According to the Olshan Report, Manhattan luxury homeowners are lowering asking prices and striking deals with buyers.
The reports says that both apartments and townhomes that were in contract the last week of April had an average of a 16% price cut, which is one of the highest average discounts in the past year. Those that are typically much more stubborn are still negotiating prices, in order to be free from the inventory. According to the report, since the beginning of 2018, luxury homes have been on the market for an average of 446 days before selling. At the same time, the listing has been cut an average of 9% before the buyer was found.
Buyers are realizing that home prices aren’t climbing as much as they used to, so they can afford to be pickier. Buyers realize that housing prices are staying flat, so they can put in lower offers and see what can deals can be made. The second reason is that the rise in interest rates makes borrowing more expensive and there are limits on the amount of tax deductions gained from home ownership. Many buyers are realizing that homeownership can cost more than before, which means they either push back on a seller’s price or walk away from the deal completely.
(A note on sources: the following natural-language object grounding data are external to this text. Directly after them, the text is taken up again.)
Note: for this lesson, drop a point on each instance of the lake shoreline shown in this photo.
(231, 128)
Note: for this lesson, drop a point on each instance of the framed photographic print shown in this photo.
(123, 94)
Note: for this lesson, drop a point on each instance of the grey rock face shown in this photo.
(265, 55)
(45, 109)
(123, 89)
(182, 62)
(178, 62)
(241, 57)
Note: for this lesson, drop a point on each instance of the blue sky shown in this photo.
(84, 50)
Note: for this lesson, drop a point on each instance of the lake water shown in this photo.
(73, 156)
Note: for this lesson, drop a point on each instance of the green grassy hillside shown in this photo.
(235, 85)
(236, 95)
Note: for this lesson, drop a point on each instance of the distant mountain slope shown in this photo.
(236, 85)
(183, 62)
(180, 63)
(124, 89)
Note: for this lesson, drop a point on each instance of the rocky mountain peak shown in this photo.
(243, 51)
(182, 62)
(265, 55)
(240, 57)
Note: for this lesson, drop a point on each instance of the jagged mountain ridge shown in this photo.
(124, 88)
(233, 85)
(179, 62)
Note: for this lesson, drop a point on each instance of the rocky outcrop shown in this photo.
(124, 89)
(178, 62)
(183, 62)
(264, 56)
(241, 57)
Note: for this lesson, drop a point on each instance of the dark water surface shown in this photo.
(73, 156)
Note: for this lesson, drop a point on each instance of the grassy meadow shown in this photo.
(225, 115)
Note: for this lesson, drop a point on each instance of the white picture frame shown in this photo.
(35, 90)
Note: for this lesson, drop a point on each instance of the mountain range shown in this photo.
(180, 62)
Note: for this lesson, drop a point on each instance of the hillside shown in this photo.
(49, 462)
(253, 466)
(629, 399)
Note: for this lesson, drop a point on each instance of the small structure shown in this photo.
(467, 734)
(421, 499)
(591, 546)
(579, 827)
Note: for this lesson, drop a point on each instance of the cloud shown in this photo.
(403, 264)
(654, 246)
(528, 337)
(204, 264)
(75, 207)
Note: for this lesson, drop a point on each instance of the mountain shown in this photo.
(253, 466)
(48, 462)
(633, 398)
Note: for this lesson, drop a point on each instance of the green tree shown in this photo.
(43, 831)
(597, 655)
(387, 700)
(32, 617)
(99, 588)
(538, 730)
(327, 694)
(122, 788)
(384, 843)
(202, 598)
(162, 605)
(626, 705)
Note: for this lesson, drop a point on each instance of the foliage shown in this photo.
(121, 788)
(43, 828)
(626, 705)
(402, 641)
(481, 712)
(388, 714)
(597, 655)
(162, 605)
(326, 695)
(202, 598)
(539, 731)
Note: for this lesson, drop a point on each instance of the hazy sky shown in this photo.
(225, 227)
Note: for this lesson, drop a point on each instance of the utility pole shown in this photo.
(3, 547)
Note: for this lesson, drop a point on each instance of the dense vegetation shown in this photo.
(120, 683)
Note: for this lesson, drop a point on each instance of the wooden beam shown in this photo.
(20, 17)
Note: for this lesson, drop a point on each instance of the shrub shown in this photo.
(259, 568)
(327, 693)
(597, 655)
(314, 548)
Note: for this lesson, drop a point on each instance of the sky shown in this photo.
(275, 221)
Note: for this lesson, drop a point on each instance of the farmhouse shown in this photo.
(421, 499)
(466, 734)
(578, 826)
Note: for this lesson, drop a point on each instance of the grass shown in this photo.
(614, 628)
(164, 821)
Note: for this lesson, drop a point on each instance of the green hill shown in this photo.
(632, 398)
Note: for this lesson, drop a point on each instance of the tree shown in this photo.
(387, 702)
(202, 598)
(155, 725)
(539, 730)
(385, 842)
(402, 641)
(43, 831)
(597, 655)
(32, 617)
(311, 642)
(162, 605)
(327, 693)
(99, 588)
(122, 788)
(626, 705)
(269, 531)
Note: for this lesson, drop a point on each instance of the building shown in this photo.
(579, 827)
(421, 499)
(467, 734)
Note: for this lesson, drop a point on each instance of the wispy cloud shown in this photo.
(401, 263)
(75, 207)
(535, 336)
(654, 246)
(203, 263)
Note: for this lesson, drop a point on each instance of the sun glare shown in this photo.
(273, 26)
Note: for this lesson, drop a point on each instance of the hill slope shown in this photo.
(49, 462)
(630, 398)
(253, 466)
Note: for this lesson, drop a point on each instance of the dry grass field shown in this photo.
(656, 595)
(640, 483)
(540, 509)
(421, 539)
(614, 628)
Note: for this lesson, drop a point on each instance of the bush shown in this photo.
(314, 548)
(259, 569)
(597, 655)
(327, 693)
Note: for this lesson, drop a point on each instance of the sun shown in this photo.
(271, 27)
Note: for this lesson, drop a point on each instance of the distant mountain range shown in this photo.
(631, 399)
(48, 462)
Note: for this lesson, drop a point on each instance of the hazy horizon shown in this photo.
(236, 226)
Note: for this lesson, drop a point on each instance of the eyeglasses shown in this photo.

In addition to buyers having a stronger negotiating position, they are also seeing more value in co-ops in Manhattan. The co-ops tend to be lower priced than other condos, and are one of the categories where sales are slightly increasing. With sales decreasing, many sellers are getting wake-up calls that they do need to cut prices on their luxury condos in order to get noticed by a buyer.
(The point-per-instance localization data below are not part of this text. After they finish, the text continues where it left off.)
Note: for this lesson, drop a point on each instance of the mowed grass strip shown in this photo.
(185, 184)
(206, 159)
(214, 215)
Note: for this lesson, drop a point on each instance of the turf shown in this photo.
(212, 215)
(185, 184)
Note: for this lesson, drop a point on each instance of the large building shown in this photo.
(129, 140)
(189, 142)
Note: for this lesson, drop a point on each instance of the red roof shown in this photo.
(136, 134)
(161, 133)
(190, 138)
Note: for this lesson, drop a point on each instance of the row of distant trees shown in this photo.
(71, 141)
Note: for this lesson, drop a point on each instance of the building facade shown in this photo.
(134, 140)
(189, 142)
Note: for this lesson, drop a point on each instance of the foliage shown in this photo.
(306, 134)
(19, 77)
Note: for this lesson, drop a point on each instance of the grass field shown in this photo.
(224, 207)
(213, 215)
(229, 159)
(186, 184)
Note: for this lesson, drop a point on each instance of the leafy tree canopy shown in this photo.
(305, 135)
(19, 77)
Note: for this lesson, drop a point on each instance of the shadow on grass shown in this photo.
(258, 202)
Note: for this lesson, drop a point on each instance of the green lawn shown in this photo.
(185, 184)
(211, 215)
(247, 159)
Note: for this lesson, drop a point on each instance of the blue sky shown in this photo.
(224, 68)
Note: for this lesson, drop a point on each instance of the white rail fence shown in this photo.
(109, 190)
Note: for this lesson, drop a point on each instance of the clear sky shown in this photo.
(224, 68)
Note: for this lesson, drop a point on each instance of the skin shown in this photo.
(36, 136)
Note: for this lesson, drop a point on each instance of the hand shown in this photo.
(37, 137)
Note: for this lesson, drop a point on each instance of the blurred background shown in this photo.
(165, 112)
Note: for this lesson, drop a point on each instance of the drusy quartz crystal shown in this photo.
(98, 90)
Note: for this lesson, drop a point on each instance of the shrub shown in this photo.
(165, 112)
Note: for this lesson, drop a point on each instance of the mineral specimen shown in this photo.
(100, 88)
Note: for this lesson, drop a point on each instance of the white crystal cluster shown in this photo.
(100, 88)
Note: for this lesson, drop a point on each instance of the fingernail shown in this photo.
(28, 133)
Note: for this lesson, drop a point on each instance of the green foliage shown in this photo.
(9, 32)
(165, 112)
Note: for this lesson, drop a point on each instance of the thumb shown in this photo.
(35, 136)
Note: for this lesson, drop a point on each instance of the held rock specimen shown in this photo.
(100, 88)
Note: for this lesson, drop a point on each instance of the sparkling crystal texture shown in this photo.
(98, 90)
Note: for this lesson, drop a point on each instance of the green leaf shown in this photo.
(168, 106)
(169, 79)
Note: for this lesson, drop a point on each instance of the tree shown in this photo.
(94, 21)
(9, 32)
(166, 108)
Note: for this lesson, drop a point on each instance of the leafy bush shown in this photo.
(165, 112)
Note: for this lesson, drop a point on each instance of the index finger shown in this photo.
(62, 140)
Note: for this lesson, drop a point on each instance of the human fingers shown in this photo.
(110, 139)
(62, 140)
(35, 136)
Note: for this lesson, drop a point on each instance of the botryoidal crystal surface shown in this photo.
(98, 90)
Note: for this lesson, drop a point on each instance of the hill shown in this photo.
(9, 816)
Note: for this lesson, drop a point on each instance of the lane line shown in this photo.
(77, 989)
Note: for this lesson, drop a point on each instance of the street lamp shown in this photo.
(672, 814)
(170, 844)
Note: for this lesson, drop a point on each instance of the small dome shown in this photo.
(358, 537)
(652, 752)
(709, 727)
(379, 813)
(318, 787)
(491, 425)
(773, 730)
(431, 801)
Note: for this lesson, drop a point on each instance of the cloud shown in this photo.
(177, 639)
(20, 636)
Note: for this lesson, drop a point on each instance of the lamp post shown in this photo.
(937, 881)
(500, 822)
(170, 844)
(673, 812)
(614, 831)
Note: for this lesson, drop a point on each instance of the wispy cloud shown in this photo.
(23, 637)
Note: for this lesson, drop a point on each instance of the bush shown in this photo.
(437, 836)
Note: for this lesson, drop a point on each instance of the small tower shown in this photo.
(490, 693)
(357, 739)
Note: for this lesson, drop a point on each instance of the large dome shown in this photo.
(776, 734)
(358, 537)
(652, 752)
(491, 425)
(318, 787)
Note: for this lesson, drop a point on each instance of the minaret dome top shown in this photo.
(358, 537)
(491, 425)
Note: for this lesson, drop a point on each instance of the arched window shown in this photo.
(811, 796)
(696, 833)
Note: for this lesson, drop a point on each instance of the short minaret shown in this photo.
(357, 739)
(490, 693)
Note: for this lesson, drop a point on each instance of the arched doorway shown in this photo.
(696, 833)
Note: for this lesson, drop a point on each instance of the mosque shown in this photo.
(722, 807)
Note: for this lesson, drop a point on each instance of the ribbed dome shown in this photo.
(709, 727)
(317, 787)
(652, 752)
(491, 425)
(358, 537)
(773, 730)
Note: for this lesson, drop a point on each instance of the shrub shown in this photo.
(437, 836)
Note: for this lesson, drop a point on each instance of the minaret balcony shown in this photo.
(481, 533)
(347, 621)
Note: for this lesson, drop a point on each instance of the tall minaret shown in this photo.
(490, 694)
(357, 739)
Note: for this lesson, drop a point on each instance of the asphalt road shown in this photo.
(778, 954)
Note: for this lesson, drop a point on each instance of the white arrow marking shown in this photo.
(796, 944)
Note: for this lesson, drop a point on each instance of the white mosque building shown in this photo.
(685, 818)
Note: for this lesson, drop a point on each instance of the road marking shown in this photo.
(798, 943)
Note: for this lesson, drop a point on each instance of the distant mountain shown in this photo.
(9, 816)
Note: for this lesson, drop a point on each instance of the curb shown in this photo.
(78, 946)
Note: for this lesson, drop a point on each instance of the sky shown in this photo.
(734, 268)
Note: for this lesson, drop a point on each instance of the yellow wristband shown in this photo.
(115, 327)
Rents are also dropping due to an oversupply in the market, especially for luxury homes. There has been a lot of overbuilding, and sellers have to cut prices in order to reign in buyers. Data compiled by real estate appraisers show that one-third of the decline in home sales can be attributed to oversupply from the boom in construction. The rest is due to buyers who are reluctant to purchase as the market resettles from the new tax law for mortgages. The new tax law affects luxury markets, especially those in Manhattan. The median sales point in the city is $1.08 million, and the tax law lowered the deductible mortgage interest for mortgages up to $750,000, instead of $1 million.